Methods for Measuring the Wavelength of Light
Yue (Sandy) Xu, Bayport - Blue Point High School, NY; Harold Metcalf
and John Noe, Laser Teaching Center, Department of Physics and
Astronomy, Stony Brook University.
This summer I have studied and experimented with a large number of
optics-related topics which related to past or current projects in the
Laser Teaching Center, or which just seemed interesting or useful.
Several of my mini-experiments had a common theme: investigating ways
to modify and precisely measure the wavelength of light. An example
of modifying the wavelength of light is doubling the frequency of
laser light through its interaction with a non-linear material. I've
read a lot about this, but haven't yet done any experiments in this
area. Measuring the wavelength of light ("spectroscopy") is important
to operating lasers, and has many other applications as well. Here I
investigated experimentally three methods, which are based on
diffraction, optical transforms, and interference, respectively.

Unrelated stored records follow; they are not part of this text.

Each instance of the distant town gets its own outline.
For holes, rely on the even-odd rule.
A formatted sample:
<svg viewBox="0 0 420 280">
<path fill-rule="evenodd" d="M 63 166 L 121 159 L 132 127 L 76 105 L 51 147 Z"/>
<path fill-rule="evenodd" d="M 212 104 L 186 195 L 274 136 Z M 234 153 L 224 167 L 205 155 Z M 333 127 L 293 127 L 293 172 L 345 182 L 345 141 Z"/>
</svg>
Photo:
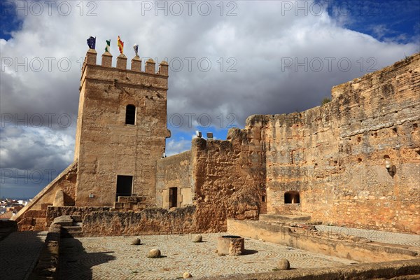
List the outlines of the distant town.
<svg viewBox="0 0 420 280">
<path fill-rule="evenodd" d="M 0 220 L 10 220 L 32 200 L 1 198 L 0 201 Z"/>
</svg>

First, I learned about the theory and applications of "diffraction
gratings," which are transparent or reflective optical surfaces with
many evenly-spaced lines. Using these gratings, we can determine the
wavelength of light relatively accurately, if correct measurements are
made. First I used a red HeNe laser with a well-known wavelength to
measure the period, or spacing, of the lines in my grating. I then
used the calibrated grating to measure the wavelength of green light
from a laser pointer. The result was 537 nm, which is only about 1%
different from the expected value 532 nm. Later I repeated the
measurements with the HeNe laser several more times, with the grating
tilted at various angles to the laser beam instead of perpendicular to
it. This way, I obtained the spacing distance between the grooves to
be 1338.2 nm, with an estimated percentage error of only 0.37%.

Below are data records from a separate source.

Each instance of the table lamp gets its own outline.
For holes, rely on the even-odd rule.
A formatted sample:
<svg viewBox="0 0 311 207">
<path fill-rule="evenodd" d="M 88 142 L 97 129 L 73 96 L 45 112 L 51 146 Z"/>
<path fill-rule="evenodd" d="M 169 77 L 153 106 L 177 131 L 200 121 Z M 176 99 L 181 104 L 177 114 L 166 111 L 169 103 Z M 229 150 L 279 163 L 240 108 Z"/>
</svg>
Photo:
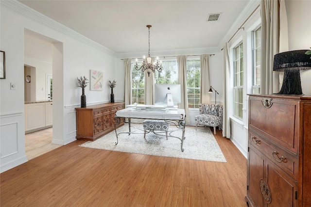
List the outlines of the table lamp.
<svg viewBox="0 0 311 207">
<path fill-rule="evenodd" d="M 299 71 L 311 69 L 310 56 L 305 54 L 307 51 L 289 51 L 274 56 L 273 71 L 284 72 L 282 88 L 276 94 L 303 94 Z"/>
</svg>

I next used a different type of diffraction grating, a Ronchi ruling,
to observe periodic images produced by the Talbot effect, continuing
experiments started by an undergraduate summer student, Allison
Schmitz. In the setup, a beam of diverging light, obtained by passing
light from a HeNe laser through a thin optical fiber, was shined at
the Ronchi grating. A CCD camera, connected to a computer, was used to
observe the images formed by the grating. The Talbot Effect basically
states that the grating has many focal lengths f = nd^2/l, where n is
any integer, d is the spacing, and l is the wavelength of the
light. It's possible to get many very sharp images as long as the
object distance and the image distance satisfy the lens equation. A
design for a "Talbot spectrometer" based on transforming these images
has been reported, but it seems difficult to get much precision by
this method.
Finally, I have recently used interference of light waves to make very
precise measurements in the wavelengths of light emitted by various
lasers, using a device called a Fabry-Perot spectrometer. The
spectrometer has two highly-reflective curved mirrors about 5 cm
apart, which form an "optical cavity." The exact distance can be
varied periodically (100 times a second) by applying a changing
high-voltage signal to a device called a PZT, which supports one of
the mirrors. Using the Fabry-Perot device it was possible to see
distinctly the separate modes of a HeNe laser, which are separated in
wavelength by only about one part in a million, and to observe shifts
in the modes as the laser warmed up. In the future I hope to learn
how to better match the laser light into the Fabry-Perot cavity, and
to use the spectrometer to study light from a tunable diode laser.
This research was supported by the Simons Foundation and NSF Grant
PHY 00-98044.